Im Mittelpunkt unseres Handelns stehen die BewohnerInnen. Ihre Themen und Bedarfe sind für uns handlungsbestimmend. Dabei sehen wir sie mit ihren Fähigkeiten und Talenten als aktive Player in der Verbesserung ihrer Lebensumstände. Alter, Herkunft, Bildung, Geschlecht, sozialer Status etc. dürfen keine Grenzen bleiben.
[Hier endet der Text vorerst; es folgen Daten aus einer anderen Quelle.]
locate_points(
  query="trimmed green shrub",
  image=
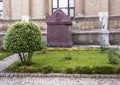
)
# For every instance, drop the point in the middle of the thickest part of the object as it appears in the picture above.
(23, 38)
(47, 69)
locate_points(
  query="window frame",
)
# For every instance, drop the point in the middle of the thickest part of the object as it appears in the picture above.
(68, 7)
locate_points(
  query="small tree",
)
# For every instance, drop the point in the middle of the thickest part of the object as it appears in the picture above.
(23, 38)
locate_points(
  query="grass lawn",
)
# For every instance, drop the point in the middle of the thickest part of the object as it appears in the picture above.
(56, 59)
(4, 54)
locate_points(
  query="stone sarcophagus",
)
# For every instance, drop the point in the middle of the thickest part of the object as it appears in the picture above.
(59, 29)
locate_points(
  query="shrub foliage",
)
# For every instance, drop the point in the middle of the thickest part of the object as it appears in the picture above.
(23, 38)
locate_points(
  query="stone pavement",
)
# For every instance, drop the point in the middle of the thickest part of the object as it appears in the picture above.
(56, 81)
(8, 61)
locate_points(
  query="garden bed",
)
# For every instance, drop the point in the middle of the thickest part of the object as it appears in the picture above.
(69, 61)
(4, 54)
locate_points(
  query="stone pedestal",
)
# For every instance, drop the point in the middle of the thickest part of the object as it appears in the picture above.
(58, 30)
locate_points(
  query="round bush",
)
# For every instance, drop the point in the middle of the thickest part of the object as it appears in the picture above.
(23, 37)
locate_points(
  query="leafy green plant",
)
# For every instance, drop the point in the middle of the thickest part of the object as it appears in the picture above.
(23, 38)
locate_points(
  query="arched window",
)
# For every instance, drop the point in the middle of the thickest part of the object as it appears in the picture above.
(66, 5)
(1, 9)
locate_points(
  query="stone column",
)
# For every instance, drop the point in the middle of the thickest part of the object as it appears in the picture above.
(79, 8)
(103, 17)
(103, 5)
(49, 7)
(37, 9)
(7, 9)
(46, 7)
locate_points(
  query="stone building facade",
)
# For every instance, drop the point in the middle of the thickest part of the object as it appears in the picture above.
(39, 9)
(85, 15)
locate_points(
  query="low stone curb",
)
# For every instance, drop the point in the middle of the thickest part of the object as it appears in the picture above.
(111, 76)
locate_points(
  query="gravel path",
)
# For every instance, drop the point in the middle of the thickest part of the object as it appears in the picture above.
(8, 61)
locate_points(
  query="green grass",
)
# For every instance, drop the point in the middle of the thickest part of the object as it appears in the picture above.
(4, 54)
(56, 59)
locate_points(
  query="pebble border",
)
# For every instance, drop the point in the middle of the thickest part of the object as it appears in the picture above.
(111, 76)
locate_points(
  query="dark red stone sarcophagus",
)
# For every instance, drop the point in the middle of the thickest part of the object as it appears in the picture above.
(58, 29)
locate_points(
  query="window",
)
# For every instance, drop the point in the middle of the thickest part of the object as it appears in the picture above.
(1, 9)
(66, 5)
Sie bieten vielmehr belebende und bereichernde Potentiale für das ganzheitliche und nachhaltige Miteinander in unserem innerstädtischen Gebiet. So können sich Initiativen um neu entdeckte Gemeinsamkeiten finden und aktiv werden. Wir verfolgen in diesem Projekt den Ansatz einer aufsuchenden Arbeit. Mittels der aufsuchenden und aktivierenden Befragung möchten wir zu EinwohnerInnen in Kontakt kommen und Beziehungen aufbauen. Da sie die Experten für ihre Lebensrealität und ihr Umfeld sind, wollen wir sie für die aktive Gestaltung und zur Partizipation bei Gestaltungsprozessen gewinnen. Auf Dauer möchten wir uns als GWAler in unserer Aktivität zurücknehmen und zunehmend die EinwohnerInnen zur Selbstorganisation führen (So viel Aktivität von GWAler-Seite wie nötig, aber so wenig wie möglich).